Abstract:
A printhead pressure relief mechanism using a non-mechanical media thickness monitoring apparatus. An increase in media thickness is monitored by an emitter/detector pair, a piezo-electric pressure sensor mounted on the print head, a metal detector or a RFID read/write assembly.

Description:
[0001]    This application claims the benefit of U.S. Provisional Application Ser. No. 60/283,111 filed Apr. 11, 2001. 
     
    
     
       BACKGROUND OF THE INVENTION  
         [0002]    1. Field of the Invention  
           [0003]    The present invention is directed to printheads, specifically to a printhead having a pressure relief mechanism initiated by the approach of an RFID circuit located on or within the print media.  

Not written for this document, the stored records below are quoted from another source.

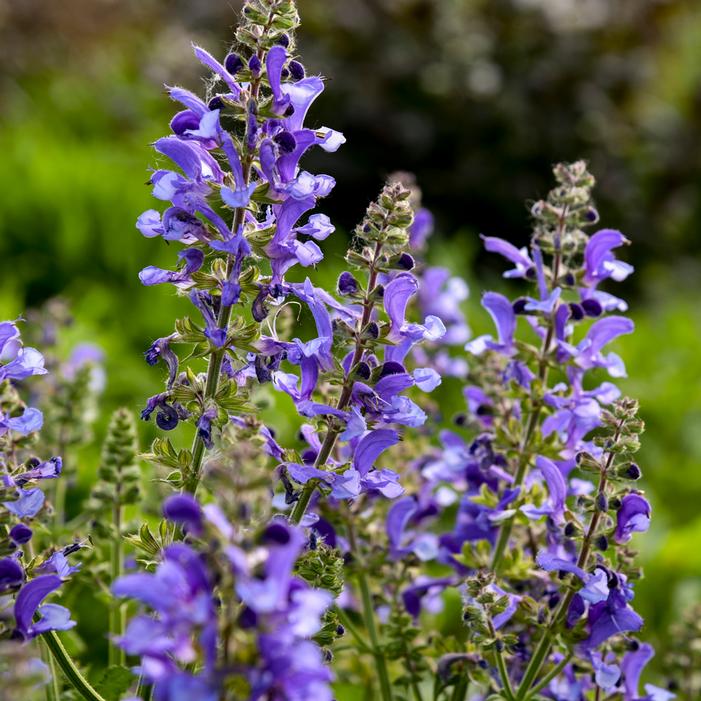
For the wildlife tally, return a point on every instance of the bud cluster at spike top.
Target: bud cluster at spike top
(373, 548)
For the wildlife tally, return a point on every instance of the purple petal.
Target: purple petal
(11, 573)
(183, 508)
(501, 311)
(29, 598)
(371, 446)
(633, 516)
(396, 298)
(555, 481)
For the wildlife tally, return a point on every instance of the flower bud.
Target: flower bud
(347, 284)
(602, 503)
(591, 307)
(633, 472)
(254, 66)
(296, 70)
(372, 330)
(216, 103)
(519, 305)
(233, 63)
(576, 311)
(286, 141)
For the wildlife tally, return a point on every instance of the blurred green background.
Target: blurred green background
(477, 98)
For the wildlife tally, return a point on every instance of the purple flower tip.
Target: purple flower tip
(185, 509)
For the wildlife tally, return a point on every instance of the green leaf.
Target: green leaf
(115, 682)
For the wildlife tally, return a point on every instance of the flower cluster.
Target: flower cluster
(284, 566)
(25, 581)
(253, 633)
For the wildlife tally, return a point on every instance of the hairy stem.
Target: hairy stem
(68, 667)
(501, 665)
(524, 448)
(216, 357)
(117, 611)
(369, 621)
(552, 674)
(327, 446)
(53, 692)
(545, 643)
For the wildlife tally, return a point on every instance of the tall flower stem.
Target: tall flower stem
(524, 448)
(216, 357)
(369, 620)
(543, 649)
(68, 667)
(117, 612)
(501, 665)
(53, 692)
(327, 446)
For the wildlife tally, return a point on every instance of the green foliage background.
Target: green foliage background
(476, 97)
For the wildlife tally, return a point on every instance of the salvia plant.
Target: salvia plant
(376, 550)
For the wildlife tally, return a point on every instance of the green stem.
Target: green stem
(117, 611)
(552, 674)
(327, 446)
(53, 691)
(501, 665)
(216, 357)
(460, 690)
(369, 619)
(524, 452)
(60, 504)
(68, 667)
(350, 627)
(545, 643)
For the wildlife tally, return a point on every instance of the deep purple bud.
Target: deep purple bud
(372, 330)
(233, 63)
(460, 419)
(391, 368)
(254, 66)
(602, 503)
(248, 618)
(347, 284)
(591, 215)
(276, 533)
(20, 534)
(286, 141)
(296, 70)
(184, 120)
(405, 262)
(185, 509)
(591, 307)
(362, 370)
(11, 574)
(258, 308)
(576, 311)
(519, 305)
(167, 417)
(633, 471)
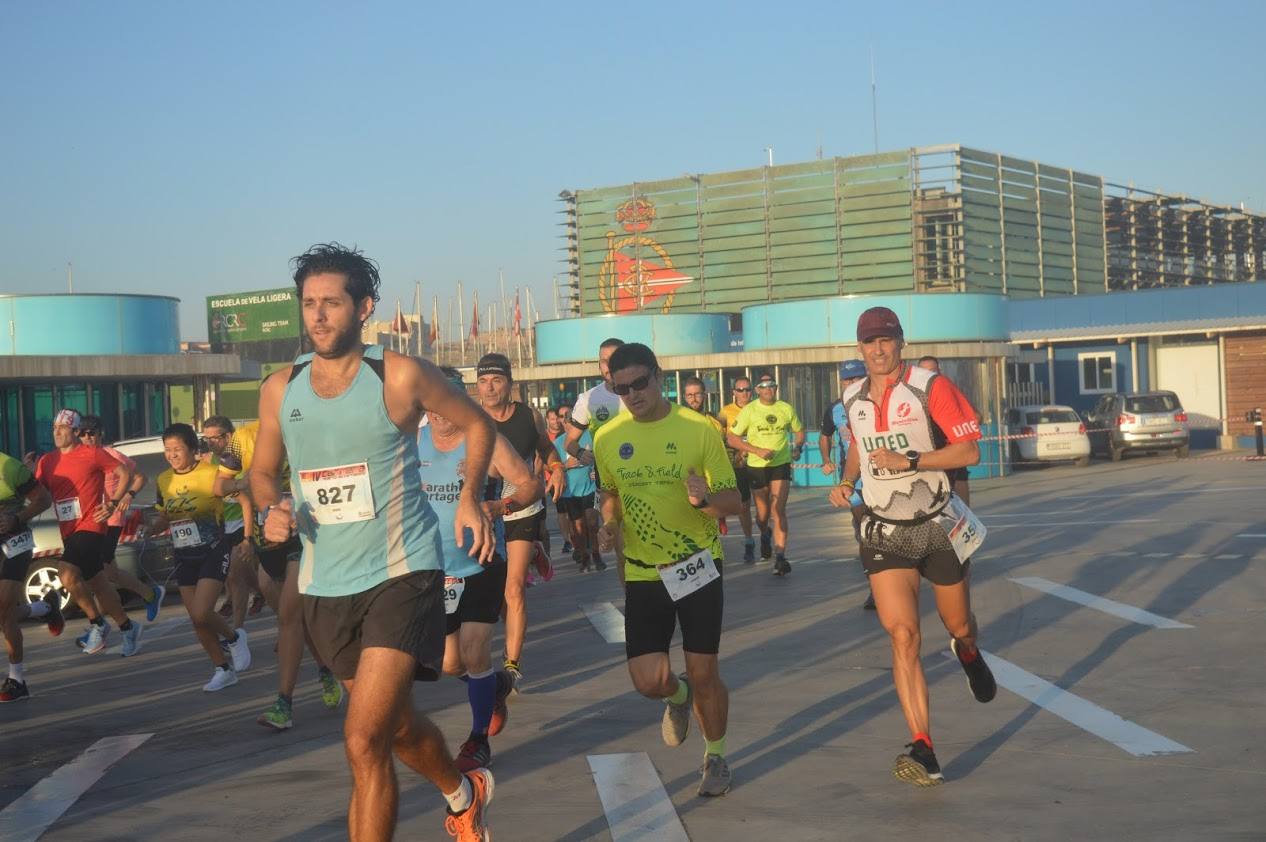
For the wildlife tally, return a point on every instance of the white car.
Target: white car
(1047, 434)
(156, 560)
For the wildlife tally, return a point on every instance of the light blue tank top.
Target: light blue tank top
(442, 479)
(352, 543)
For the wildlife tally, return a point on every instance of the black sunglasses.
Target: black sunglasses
(637, 385)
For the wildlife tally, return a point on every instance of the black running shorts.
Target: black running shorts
(275, 560)
(84, 550)
(651, 617)
(203, 562)
(526, 528)
(760, 477)
(15, 569)
(575, 508)
(405, 613)
(481, 599)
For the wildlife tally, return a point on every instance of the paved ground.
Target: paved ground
(814, 722)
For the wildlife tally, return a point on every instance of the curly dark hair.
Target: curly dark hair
(361, 272)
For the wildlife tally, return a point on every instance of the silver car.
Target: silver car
(1148, 420)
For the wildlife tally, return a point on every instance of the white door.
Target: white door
(1191, 372)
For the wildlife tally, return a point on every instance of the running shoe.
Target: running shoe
(475, 754)
(277, 717)
(13, 690)
(132, 641)
(541, 560)
(239, 652)
(715, 776)
(155, 605)
(469, 824)
(918, 766)
(500, 710)
(55, 618)
(331, 689)
(515, 674)
(676, 718)
(980, 678)
(95, 641)
(220, 679)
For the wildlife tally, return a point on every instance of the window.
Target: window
(1098, 372)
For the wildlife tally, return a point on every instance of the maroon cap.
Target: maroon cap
(879, 322)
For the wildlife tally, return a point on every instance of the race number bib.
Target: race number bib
(67, 510)
(185, 536)
(338, 494)
(962, 527)
(18, 545)
(453, 589)
(689, 575)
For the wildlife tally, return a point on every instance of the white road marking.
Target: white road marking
(1100, 722)
(33, 812)
(1099, 603)
(637, 807)
(607, 619)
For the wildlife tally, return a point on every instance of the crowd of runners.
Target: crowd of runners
(391, 522)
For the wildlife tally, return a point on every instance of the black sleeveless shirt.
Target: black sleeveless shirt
(520, 431)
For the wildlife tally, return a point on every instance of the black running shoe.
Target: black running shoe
(980, 678)
(918, 766)
(13, 690)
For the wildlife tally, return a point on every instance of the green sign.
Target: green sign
(252, 317)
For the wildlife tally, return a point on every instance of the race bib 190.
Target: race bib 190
(67, 510)
(453, 589)
(339, 494)
(689, 575)
(18, 545)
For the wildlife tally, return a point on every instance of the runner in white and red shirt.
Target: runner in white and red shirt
(909, 427)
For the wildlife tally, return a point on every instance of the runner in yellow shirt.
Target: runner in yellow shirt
(666, 480)
(728, 414)
(770, 426)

           [0004]    2. Description of the Related Art  
           [0005]    JP 11138941 describes a thermal printer system in which a mechanical sensor is used to detect the presence of a high spot in print media. When the mechanical sensor detects a high spot a head lifting mechanism is activated which moves the printhead to a non-contact position, off of the surface of the print media.  
           [0006]    This design is susceptible to premature wear and failure due to repeated mechanical cycling of the sensor between up and down positions and use of a roller and spring. The roller and spring mechanism being susceptible to fowling from stray fibers and other contaminants associated with print media. When a high point is detected, the printhead is completely removed from contact with the print media, removing the ability for printing upon the raised section of print media. The mechanical head lifting mechanism is not adjustable to compensate for use of thicker or thinner overall print media. If too thick a print media is used, it is possible that the sensor will be permanently raised, preventing operation of the printer.  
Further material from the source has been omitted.